Hunger strikes Pochalla county in Jonglei
November 19, 2013 (JUBA) – Around 6,520 households are reported to have been affected by food shortages in Pochalla, according to a report conducted by members of parliament representing Pochalla county in the Jonglei state legislative assembly on Monday.
The MPs say that many people have fled to the Dimo and Panyundo displaced camps in neighbouring Ethiopia as a result of floods from June to August that prevented people from cultivating.
“It’s the first time in Pochella to be affected by hunger”, explained John Joseph Abulla, a MP in state assembly in Bor on Monday.

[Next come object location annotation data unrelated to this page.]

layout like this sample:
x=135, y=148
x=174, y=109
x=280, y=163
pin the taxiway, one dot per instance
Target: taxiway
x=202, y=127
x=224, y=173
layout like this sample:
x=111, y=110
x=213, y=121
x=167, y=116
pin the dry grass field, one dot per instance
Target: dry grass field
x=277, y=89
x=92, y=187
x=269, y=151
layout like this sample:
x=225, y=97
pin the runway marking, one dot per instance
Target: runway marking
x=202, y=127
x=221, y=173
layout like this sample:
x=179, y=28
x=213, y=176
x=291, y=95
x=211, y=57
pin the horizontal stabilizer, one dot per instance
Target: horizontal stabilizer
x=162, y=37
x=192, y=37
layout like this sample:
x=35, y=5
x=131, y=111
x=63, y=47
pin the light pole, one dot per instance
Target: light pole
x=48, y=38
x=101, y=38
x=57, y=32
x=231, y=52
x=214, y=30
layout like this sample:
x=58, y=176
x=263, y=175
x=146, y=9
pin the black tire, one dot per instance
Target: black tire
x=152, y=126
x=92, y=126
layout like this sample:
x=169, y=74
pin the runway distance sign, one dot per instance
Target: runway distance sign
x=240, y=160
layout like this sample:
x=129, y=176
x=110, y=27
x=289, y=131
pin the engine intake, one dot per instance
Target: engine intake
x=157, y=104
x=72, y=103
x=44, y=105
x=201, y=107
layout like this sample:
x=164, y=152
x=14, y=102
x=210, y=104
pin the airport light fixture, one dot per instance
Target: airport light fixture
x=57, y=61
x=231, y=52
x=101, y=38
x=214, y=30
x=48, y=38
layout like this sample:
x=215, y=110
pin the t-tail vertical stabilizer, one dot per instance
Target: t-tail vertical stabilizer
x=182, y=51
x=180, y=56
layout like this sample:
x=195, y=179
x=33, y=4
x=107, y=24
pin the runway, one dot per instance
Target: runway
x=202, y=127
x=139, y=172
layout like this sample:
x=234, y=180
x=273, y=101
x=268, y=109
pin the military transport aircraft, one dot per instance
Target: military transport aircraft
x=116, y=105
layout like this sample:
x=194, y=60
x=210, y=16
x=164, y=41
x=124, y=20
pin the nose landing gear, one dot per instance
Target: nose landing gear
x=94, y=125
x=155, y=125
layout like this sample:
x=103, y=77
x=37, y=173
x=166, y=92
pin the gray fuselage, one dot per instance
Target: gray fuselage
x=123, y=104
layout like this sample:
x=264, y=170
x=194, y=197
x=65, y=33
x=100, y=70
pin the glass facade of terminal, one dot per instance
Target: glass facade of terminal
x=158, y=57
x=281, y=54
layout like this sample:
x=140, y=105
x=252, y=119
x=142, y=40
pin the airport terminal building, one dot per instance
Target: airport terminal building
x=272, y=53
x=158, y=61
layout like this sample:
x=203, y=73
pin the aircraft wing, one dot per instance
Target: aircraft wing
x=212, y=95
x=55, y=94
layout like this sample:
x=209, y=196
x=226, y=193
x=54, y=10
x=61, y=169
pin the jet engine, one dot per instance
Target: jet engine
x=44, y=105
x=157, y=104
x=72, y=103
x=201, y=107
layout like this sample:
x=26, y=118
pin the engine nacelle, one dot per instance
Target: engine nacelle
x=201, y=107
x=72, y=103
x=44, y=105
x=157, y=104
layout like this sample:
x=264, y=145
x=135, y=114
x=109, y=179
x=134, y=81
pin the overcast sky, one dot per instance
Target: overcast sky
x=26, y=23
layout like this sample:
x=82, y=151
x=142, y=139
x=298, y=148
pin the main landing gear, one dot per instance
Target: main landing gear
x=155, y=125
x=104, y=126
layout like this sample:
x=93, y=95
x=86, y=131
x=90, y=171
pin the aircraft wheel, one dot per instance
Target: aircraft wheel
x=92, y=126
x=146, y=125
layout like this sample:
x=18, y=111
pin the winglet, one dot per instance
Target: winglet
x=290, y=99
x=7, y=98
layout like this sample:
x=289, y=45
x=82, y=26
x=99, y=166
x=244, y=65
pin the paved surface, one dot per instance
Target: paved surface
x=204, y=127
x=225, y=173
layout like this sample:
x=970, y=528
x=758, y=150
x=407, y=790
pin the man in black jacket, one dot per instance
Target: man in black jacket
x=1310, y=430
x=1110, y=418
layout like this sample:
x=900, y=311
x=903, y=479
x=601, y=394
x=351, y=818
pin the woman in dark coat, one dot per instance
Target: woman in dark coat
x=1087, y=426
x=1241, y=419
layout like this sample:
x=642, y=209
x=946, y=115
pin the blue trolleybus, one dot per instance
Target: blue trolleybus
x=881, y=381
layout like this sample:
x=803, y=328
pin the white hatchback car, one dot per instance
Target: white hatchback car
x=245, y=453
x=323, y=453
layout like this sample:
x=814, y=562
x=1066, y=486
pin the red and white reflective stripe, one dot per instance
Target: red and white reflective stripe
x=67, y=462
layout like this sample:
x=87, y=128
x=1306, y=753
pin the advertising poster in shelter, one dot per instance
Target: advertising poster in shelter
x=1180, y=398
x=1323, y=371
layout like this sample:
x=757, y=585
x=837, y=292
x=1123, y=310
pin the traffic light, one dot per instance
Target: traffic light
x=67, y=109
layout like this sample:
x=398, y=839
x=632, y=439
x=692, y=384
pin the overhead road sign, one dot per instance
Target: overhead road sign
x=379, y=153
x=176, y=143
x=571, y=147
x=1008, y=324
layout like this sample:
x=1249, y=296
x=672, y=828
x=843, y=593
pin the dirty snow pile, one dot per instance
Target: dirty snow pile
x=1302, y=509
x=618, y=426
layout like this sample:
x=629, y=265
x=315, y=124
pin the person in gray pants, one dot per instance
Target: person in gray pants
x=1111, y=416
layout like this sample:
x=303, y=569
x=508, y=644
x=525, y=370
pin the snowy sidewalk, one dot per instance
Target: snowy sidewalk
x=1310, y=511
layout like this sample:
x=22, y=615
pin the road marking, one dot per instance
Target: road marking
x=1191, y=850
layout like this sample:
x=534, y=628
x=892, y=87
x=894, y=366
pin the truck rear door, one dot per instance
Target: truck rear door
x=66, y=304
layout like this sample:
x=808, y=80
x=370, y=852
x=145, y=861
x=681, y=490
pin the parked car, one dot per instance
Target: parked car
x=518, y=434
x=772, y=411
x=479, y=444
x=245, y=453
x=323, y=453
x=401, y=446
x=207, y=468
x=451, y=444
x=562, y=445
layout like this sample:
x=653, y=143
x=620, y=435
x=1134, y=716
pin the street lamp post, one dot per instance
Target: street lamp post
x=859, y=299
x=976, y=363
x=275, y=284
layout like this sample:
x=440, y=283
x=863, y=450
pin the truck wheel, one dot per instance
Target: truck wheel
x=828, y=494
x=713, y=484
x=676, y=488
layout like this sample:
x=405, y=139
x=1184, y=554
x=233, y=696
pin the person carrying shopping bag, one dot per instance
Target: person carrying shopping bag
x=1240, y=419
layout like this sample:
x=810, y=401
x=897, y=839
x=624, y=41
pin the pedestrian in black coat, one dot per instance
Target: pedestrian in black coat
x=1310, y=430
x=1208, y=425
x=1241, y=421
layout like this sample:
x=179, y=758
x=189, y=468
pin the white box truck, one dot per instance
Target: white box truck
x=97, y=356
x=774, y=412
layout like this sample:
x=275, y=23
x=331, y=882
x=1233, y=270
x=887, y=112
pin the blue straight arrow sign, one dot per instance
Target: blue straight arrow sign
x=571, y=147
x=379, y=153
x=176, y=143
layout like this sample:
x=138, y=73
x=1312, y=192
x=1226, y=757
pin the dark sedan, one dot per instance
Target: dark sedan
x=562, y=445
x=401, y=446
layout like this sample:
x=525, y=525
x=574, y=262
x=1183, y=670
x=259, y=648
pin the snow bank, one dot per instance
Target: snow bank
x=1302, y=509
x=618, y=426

Abulla visited the area for two weeks with fellow MPs Ogato Cham and Akello Cham to research the situation. The payams [districts] worst affected were Akyoi with 2,200 households affected, Adongo with 2,540 and Burator with 1,780.
Medical services are insufficient to serve the malnourished population, the MPs said. Markets in the county are very low on food as the county is completely cut off from the rest of the state, including the state capital Bor due to the poor state of the roads after the heavy rains.
Around 2,350 houses were destroyed in the floods in recent months, says the report which the MPs say has been handed to the United Nations to inform their humanitarian response.
“We met with the education officials and they briefed us that most of the schools were closed due to the hunger situation that made the families fled to Ethiopia with their children. Over 600 children left the schools”, said Abulla.
Pochalla is one of the most remote counties in Jonglei without any road connections within its payams and with the rest of the state’s counties, making it impossible to be reached by land.
The MPs had to travel by air to reach the area to conduct the assessment.
Most of the schools in Pochalla operate under trees and some in temporary houses built with local materials. The state and central government pledged to build secondary schools in the county earlier this year but they are yet to be established.